小沼ようすけのプレイを観るのは、ゲイリー・バーツとKANKAWAのライヴにかれが客演したとき以来だ(2003年?)。そのときの記憶に輪をかけて巧さが際立っていた。ピッキングが実に滑らかで音も丸く固く粒立っている。本人はフレンチカリブ音楽やクレオール的なものへのこだわりを口にしていた(グレゴリー・プリヴァはマルティニーク出身)。確かに最後に演奏したプリヴァのオリジナル曲は盛り上がっていた。
■ 挟間美帆 plus 十
挾間美帆 (arrranger, conductor)
安藤康平 (woodwinds 1)
小西遼 (woodwinds 2)
寺井雄一 (woodwinds 3)
鈴木圭 (woodwinds 4)
田中充 (tp 1)
石川広行 (tp 2)
高井天音 (tb)
佐藤浩一 (p)
清水昭好 (b)
高橋信之介 (ds)
冗談抜きで寒くなってきたのだが、颯爽と登壇した挟間美帆はTシャツ姿。確かに指揮も音楽自体も内面の熱気を感じさせるものだった。
この夜演奏されたのは、最初と最後の2曲に挟むかたちで、ハービー・ハンコック『Maiden Voyage』全5曲。わたしも大好きなアルバムである。
1. 「Maiden Voyage」。ベースのアルコからはじまり、金管、木管と音を重ねてゆき、テーマに入る。左端・寺井雄一のテナーが繰り返しのリフによってアンサンブルにつなげてゆく。佐藤浩一のこぼれるようなピアノ。
2. 「The Eye of the Hurricane」。小西遼のフルートによって不穏なイントロ、そして不協和音を活かしたアンサンブル。テーマに入るとウルトラモダン感が爆発する。石川広行のイケイケのトランペット、みんな笑いながら見つめる。鈴木圭のバリサクとの絡みも気持ちいい。トロンボーンソロ、ここで嵐が暴れまわる曲想が見事に体現される。

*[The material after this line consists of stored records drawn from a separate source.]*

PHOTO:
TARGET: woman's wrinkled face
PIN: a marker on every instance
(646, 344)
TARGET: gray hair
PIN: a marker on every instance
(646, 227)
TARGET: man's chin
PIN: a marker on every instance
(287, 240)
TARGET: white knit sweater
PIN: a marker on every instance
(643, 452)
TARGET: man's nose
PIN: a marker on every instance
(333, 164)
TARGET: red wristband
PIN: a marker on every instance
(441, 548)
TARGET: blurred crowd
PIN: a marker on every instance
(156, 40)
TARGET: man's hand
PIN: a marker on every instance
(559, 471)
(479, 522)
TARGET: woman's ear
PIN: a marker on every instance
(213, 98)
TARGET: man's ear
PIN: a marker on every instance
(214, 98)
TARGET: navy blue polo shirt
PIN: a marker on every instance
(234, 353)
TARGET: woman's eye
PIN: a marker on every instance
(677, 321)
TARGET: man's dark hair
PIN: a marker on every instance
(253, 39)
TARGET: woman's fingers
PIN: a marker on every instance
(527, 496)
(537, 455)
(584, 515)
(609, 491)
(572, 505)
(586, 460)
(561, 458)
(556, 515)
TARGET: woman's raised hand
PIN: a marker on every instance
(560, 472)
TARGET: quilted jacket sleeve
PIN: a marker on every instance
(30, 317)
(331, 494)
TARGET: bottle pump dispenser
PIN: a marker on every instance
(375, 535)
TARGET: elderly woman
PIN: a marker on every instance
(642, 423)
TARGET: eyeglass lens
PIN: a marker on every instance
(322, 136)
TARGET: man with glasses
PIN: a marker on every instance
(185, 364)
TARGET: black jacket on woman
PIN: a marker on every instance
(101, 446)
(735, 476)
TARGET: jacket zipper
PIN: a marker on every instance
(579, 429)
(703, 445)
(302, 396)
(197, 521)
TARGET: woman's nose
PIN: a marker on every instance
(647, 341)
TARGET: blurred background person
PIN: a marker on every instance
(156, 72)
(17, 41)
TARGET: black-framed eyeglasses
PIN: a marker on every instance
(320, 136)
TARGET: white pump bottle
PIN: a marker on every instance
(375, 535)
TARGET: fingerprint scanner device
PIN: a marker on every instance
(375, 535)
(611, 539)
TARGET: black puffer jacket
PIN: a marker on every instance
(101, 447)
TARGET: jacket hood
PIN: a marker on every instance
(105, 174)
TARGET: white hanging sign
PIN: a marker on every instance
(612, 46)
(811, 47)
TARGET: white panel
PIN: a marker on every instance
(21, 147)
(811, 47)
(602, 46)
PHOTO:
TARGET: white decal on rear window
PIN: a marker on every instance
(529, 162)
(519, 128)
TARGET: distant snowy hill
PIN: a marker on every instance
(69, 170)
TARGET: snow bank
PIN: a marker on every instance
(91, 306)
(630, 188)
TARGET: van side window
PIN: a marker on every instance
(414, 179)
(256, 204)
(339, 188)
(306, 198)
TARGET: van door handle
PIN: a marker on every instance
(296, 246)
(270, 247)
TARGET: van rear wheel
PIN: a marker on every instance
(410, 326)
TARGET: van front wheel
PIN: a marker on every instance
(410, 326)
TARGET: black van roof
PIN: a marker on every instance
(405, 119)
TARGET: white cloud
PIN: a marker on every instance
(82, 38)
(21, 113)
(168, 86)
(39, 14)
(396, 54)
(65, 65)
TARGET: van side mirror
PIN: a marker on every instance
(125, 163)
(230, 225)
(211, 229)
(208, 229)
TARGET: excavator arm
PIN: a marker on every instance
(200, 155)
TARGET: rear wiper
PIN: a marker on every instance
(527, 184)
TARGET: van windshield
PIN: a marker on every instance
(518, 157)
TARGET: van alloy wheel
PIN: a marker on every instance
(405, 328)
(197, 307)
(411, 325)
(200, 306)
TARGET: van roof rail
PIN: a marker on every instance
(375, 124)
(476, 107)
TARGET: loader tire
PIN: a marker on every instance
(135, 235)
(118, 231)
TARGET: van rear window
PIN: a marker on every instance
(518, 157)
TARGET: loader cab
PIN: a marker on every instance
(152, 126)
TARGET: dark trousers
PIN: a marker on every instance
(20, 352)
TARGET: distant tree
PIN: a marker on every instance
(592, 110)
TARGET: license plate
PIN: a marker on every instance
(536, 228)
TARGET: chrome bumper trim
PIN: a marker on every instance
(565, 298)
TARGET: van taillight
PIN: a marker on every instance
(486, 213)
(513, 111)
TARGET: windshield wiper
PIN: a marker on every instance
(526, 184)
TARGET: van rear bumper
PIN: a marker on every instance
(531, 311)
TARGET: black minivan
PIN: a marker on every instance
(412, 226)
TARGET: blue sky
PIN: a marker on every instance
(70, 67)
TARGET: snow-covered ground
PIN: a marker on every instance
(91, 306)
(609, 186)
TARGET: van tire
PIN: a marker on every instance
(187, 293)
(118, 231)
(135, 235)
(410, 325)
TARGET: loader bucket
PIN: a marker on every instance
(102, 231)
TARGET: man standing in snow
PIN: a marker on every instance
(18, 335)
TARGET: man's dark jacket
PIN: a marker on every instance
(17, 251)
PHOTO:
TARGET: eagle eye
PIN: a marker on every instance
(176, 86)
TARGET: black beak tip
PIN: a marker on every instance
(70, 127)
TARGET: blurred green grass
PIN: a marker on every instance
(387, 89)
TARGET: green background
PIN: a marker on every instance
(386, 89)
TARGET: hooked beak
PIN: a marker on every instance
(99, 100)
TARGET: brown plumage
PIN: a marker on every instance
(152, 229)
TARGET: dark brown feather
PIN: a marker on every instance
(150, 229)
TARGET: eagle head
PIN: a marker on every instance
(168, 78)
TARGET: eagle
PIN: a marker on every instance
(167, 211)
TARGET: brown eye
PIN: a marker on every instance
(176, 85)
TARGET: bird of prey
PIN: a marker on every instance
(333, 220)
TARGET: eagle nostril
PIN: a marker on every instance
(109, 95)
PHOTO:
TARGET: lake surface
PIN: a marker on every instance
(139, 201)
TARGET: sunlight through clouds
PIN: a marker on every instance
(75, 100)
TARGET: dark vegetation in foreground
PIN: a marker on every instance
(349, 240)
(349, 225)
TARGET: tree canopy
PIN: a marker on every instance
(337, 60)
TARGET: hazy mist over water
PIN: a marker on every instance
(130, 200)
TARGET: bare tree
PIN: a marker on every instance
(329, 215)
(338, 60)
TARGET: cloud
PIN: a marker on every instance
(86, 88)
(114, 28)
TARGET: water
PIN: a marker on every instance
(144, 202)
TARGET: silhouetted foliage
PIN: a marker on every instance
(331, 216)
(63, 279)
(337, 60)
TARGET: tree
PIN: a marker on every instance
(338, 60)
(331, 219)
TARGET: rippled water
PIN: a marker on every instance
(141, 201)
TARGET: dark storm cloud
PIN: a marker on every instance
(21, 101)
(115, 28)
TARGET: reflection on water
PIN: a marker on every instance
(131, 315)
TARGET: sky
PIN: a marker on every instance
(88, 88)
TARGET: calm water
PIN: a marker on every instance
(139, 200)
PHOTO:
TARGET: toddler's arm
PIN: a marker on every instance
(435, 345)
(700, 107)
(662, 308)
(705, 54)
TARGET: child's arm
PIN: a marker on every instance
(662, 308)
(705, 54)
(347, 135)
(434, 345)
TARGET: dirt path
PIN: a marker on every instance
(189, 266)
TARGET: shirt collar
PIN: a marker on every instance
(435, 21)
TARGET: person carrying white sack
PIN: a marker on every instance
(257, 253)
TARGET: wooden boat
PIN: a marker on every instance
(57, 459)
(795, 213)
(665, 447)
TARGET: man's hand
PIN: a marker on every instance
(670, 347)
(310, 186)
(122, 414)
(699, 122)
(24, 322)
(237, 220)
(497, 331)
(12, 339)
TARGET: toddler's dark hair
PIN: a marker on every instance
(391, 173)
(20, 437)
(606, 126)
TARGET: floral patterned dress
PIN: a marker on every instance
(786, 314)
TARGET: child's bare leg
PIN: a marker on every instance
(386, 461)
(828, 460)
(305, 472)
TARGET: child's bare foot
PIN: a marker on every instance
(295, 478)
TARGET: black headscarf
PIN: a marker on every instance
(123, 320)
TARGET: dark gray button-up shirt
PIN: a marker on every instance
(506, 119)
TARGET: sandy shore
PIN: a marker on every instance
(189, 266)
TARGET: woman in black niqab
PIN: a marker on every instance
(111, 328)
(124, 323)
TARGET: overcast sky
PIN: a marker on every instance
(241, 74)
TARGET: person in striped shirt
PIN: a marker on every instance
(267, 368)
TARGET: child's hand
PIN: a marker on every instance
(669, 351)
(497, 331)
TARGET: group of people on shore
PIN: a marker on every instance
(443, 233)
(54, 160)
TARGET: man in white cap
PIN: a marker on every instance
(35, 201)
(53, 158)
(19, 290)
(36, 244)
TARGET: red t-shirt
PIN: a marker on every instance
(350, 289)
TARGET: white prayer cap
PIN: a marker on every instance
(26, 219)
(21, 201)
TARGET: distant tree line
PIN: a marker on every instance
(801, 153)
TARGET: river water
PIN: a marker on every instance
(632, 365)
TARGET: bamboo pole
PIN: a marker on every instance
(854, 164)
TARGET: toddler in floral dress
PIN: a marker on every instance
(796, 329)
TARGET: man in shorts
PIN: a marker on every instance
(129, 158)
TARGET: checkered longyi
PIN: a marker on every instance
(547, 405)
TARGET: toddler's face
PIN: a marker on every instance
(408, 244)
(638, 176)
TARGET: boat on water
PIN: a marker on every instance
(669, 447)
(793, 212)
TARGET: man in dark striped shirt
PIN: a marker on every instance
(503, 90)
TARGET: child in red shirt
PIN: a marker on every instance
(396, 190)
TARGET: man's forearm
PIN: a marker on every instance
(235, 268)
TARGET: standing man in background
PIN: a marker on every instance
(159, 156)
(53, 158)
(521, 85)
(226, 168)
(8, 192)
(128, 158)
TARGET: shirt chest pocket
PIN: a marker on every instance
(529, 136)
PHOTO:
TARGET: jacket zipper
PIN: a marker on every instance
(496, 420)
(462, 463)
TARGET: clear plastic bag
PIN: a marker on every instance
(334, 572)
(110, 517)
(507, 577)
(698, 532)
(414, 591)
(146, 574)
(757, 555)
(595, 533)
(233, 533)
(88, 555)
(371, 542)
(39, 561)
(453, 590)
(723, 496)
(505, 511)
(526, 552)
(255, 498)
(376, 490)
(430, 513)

3. 「Little One」。ピアノのイントロ、ソプラノサックス、静謐なアンサンブル。清水昭好のベースも目立っている。また、高橋信之介のプレイがシンバル中心から次第に熱くなってゆくのも素敵。
4. 「Survival of the Fittest」。ピアノトリオから入り、一気にフロントが音を重ねる気持ちよさ。鈴木圭のバリサクソロ、ドラムスが煽り煽り、勢い余って目覚ましいドラムソロ。寺井雄一のテナーはこけおどしの音ではなく、マーク・ターナーのように濃淡を付けていくスタイルで、とても好感をもった。田中充の端正なトランペット、そしてまたしても分厚さを増してゆくアンサンブルが絶品。ドラムソロ、その勢いにみんな笑って見つめる。
5. そのまま滑らかに「Dolphin Dance」。物語の終結が見えてきた嬉しさもある。石川広行のソロは2曲目と違って端正。安藤康平のソプラノとアルトには透明感があり、一方、隣の小西遼のアルトはファンキーな音色、このふたりが共演して面白い。そして凪のようにテーマ。
本当に鮮やかなグループ演奏だった。聴いてよかった。身体は冷えまくったのだけれど。